I also like your latest patch and am wondering if the clear_poison API
is still of value.

thanks,
-jane

> 
>> BTW, our customer doesn't care about creating dax volume thru DM, so.
> 
> They might not care, but anything going upstream should work in the
> general case.
> 
> --D
> 
>> thanks!
>> -jane
>>
>>
>>>
>>>>     dax: introduce dax_clear_poison to dax pwrite operation
>>>>     libnvdimm/pmem: Provide pmem_dax_clear_poison for dax operation
>>>>
>>>>    drivers/dax/super.c   | 13 +++++++++++++
>>>>    drivers/nvdimm/pmem.c | 17 +++++++++++++++++
>>>>    fs/dax.c              |  9 +++++++++
>>>>    include/linux/dax.h   |  6 ++++++
>>>>    4 files changed, 45 insertions(+)
>>>>
>>>> --
>>>> 2.18.4
>>>>
Dan Williams Sept. 23, 2021, 9:42 p.m.

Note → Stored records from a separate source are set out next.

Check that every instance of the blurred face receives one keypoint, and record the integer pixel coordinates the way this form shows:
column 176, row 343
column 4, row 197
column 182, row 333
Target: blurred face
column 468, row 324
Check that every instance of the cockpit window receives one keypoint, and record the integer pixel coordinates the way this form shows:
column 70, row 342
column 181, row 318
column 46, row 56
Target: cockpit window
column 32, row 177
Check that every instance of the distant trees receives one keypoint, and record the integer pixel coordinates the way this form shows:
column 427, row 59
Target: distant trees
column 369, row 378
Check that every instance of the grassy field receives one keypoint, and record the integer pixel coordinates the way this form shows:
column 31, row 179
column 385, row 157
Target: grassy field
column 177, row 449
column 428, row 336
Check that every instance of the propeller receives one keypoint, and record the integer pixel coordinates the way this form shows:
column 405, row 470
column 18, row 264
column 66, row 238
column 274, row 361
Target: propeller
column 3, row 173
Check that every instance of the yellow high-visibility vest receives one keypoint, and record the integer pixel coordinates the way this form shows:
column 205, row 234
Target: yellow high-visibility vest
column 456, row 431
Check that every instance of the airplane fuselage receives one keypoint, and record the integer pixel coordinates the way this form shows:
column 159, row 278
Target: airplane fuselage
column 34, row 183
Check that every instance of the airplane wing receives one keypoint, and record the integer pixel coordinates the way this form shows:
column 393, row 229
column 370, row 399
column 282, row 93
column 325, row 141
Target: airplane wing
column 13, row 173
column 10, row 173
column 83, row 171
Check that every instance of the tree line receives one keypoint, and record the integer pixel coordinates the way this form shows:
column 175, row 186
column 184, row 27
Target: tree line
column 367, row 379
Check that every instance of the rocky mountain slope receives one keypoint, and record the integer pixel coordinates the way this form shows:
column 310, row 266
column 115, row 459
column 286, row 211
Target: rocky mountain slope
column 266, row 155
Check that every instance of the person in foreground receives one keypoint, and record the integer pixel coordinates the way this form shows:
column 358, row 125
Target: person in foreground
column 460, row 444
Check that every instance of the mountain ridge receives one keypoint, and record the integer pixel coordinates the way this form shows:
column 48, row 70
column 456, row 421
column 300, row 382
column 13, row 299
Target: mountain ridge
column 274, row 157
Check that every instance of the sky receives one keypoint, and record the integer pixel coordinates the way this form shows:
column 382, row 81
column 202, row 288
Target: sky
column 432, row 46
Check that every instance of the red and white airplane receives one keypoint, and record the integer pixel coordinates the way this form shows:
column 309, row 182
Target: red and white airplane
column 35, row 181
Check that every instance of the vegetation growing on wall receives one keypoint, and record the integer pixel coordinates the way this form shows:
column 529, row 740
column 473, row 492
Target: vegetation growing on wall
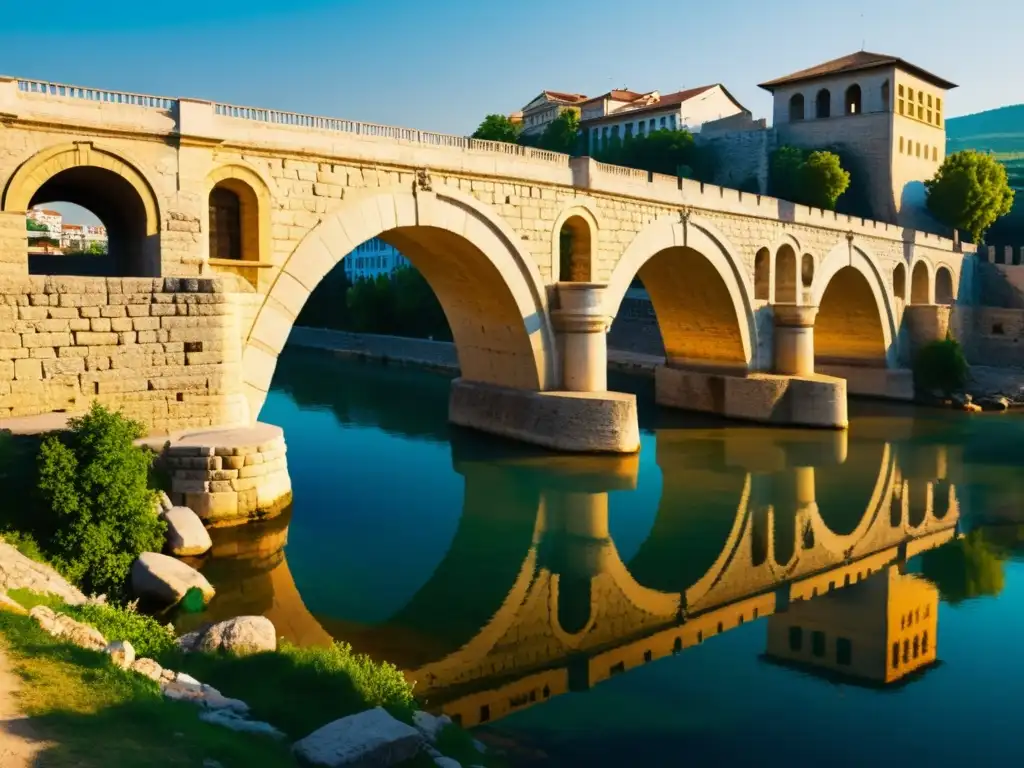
column 970, row 192
column 810, row 177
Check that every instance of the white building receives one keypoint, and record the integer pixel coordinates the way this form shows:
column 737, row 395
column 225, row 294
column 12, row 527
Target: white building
column 52, row 220
column 621, row 114
column 372, row 259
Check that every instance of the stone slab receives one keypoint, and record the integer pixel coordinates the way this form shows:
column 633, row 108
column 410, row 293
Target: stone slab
column 573, row 422
column 785, row 400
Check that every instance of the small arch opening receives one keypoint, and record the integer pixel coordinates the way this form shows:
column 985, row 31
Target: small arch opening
column 785, row 274
column 852, row 99
column 796, row 108
column 943, row 286
column 574, row 251
column 807, row 270
column 762, row 274
column 822, row 103
column 920, row 293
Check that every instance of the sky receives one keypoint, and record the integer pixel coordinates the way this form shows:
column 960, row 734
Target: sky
column 443, row 65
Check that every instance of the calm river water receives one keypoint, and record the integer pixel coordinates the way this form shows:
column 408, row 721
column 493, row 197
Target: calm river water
column 732, row 595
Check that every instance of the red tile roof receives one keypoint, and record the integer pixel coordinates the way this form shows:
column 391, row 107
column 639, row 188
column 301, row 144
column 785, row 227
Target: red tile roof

UTC | #15
On Thu, Sep 23, 2021 at 1:56 PM Jane Chu <jane.chu@oracle.com> wrote:
[..]
> > This (AFAICT) has already been done for dax_zero_page_range, so I sense
> > that Dan is trying to save you a bunch of code plumbing work by nudging
> > you towards doing s/dax_clear_poison/dax_zero_page_range/ to this series
> > and then you only need patches 2-3.
>
> Thanks Darrick for the explanation!
> I don't mind to add DM layer support, it sounds straight forward.
> I also like your latest patch and am wondering if the clear_poison API
> is still of value.

No, the discussion about fallocate(...ZEROINIT...) has lead to a
better solution. Instead of making error clearing a silent /
opportunistic side-effect of writes, or trying to define new fallocate
mode, just add a new RWF_CLEAR_HWERROR flag to pwritev2(). This allows
for dax_direct_access() to map the page regardless of poison and
trigger pmem_copy_from_iter() to precisely handle sub-page poison.